When you need to use rowTime, you need to specify datastream Watermarks (assign timestamps and watermarks). Custom watermarks mainly do two things: 1. How to get the time field from row. 2: Set the maximum delay time.
2. How to convert the SQL statement of the created output table into a Flink operator
The base class of Flink output operator is outputformat. We inherit richoutputformat here. This abstract class inherits outputformat and additionally implements the method getruntimecontext() to obtain the running environment, which is convenient for us to customize metric and other operations later.
Let’s take MySQL sink output to MySQL plug-in as an example, which is divided into two parts:
Resolve the create table to the table name, field information and MySQL connection information.
This section uses regular expressions to convert the CREATE TABLE statement into an internal implementation class. This class stores the table name, field information, plug-in type and plug-in connection information.

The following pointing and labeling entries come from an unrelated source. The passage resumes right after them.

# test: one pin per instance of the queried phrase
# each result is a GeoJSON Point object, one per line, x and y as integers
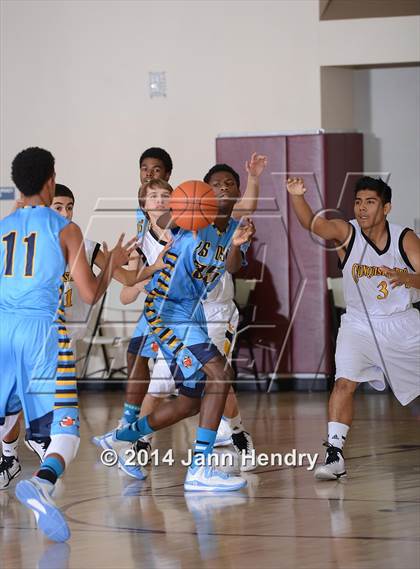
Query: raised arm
{"type": "Point", "coordinates": [330, 229]}
{"type": "Point", "coordinates": [249, 201]}
{"type": "Point", "coordinates": [411, 247]}
{"type": "Point", "coordinates": [243, 233]}
{"type": "Point", "coordinates": [90, 287]}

Inherit richoutputformat to write data to the corresponding external data source.
It mainly implements the writerecord method. In MySQL plug-in, it actually calls JDBC to implement the insertion or update method.
3. How to convert user-defined function statements into Flink operators;
Flink provides two types of implementations for UDF:
1) Inherit scalarfunction
2) Inherit tablefunction
What you need to do is add the jar provided by the user to urlclassloader, load the specified class (the class path implementing the above interface), and then call tableenvironment registerFunction(funcName, udfFunc)； The registration of UDF is completed. After that, you can use the UDF defined by the change;
4. How is the dimension table function implemented?

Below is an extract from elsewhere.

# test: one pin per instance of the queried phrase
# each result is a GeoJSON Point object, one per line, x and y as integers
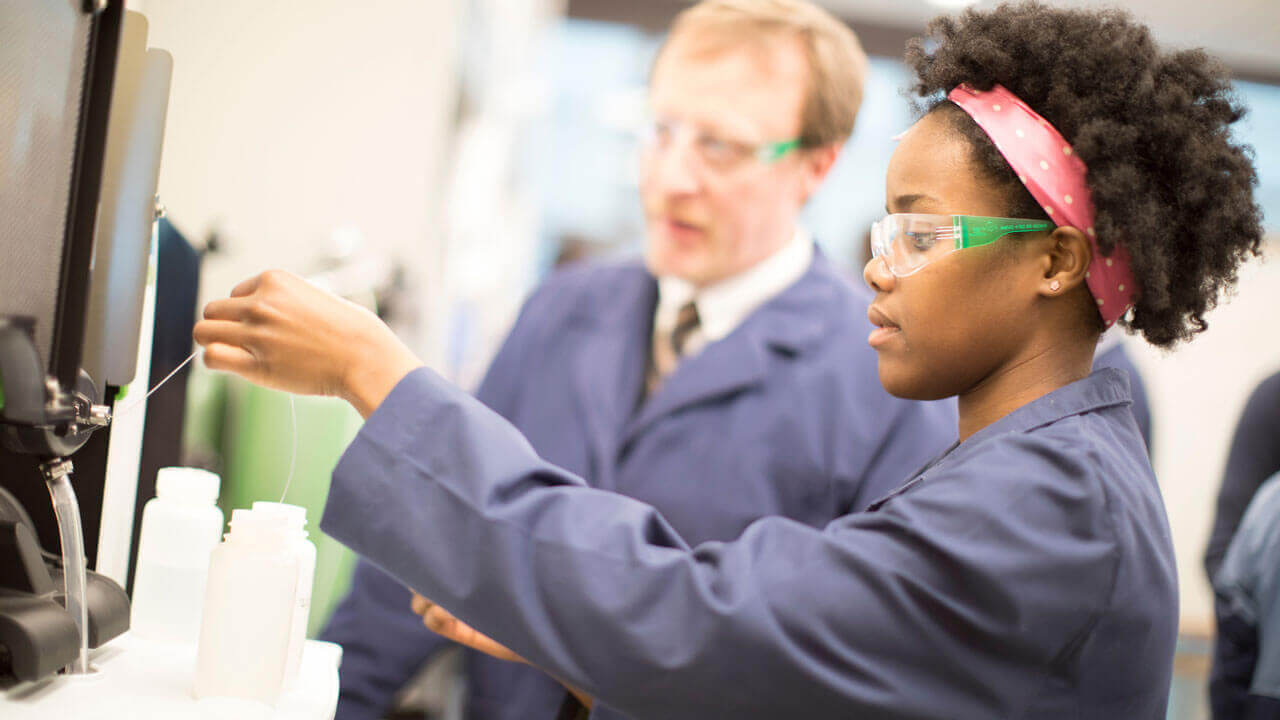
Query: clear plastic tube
{"type": "Point", "coordinates": [72, 537]}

A common requirement in flow calculation is to supplement fields for data flow. Because the data collected by the data collection end is often limited, it is necessary to complete the required dimension information before data analysis, but the current flash does not provide the SQL function of joining external data sources.

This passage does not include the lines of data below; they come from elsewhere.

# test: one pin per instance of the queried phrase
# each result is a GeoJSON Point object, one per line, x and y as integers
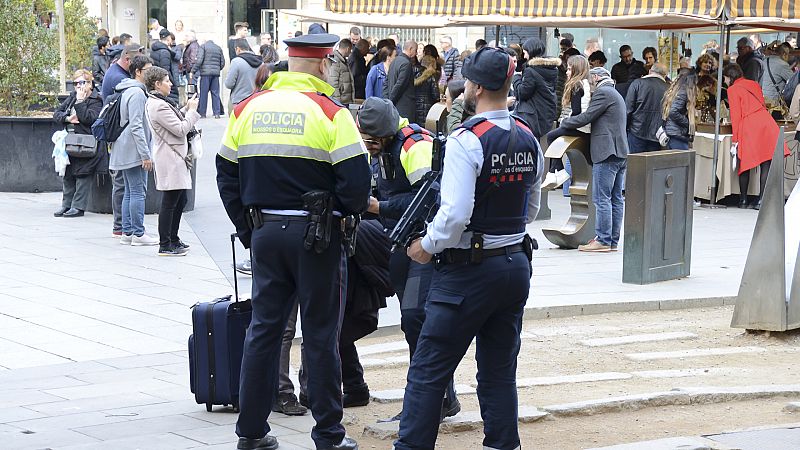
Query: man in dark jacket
{"type": "Point", "coordinates": [168, 59]}
{"type": "Point", "coordinates": [536, 89]}
{"type": "Point", "coordinates": [119, 70]}
{"type": "Point", "coordinates": [749, 60]}
{"type": "Point", "coordinates": [190, 56]}
{"type": "Point", "coordinates": [606, 113]}
{"type": "Point", "coordinates": [357, 62]}
{"type": "Point", "coordinates": [643, 101]}
{"type": "Point", "coordinates": [627, 70]}
{"type": "Point", "coordinates": [100, 61]}
{"type": "Point", "coordinates": [399, 87]}
{"type": "Point", "coordinates": [210, 62]}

Several problems needing attention in realizing this function:
1) Dimension table data is constantly changing
When implementing, it is necessary to support the external data source that regularly updates the cache in memory, such as using LRU and other strategies.
2) IO throughput problem
If every piece of data received is serially sent to the external data source to obtain the corresponding associated records, the network delay will be the biggest bottleneck of the system. Here we choose the operator richasyncfunction dedicated by arigon to the Flink community. The operator uses asynchronous method to obtain data from external data sources, which greatly reduces the time spent on network requests.
3) How to parse dimension tables contained in SQL to the Flink operator
In order to parse the specified dimension table and filter conditions from SQL, using regular is obviously not an appropriate method. Need to match possibilities. It will be an endless process. Check the SQL parsing of the Flink itself. It uses invoke for SQL parsing. Parse the SQL into a syntax tree and search the corresponding dimension table through iteration; Then separate the structure of dimension table and non dimension table.
Through the above steps, you can use SQL to complete the common from Kafka source table, join external data source, and write to the specified external destination structure.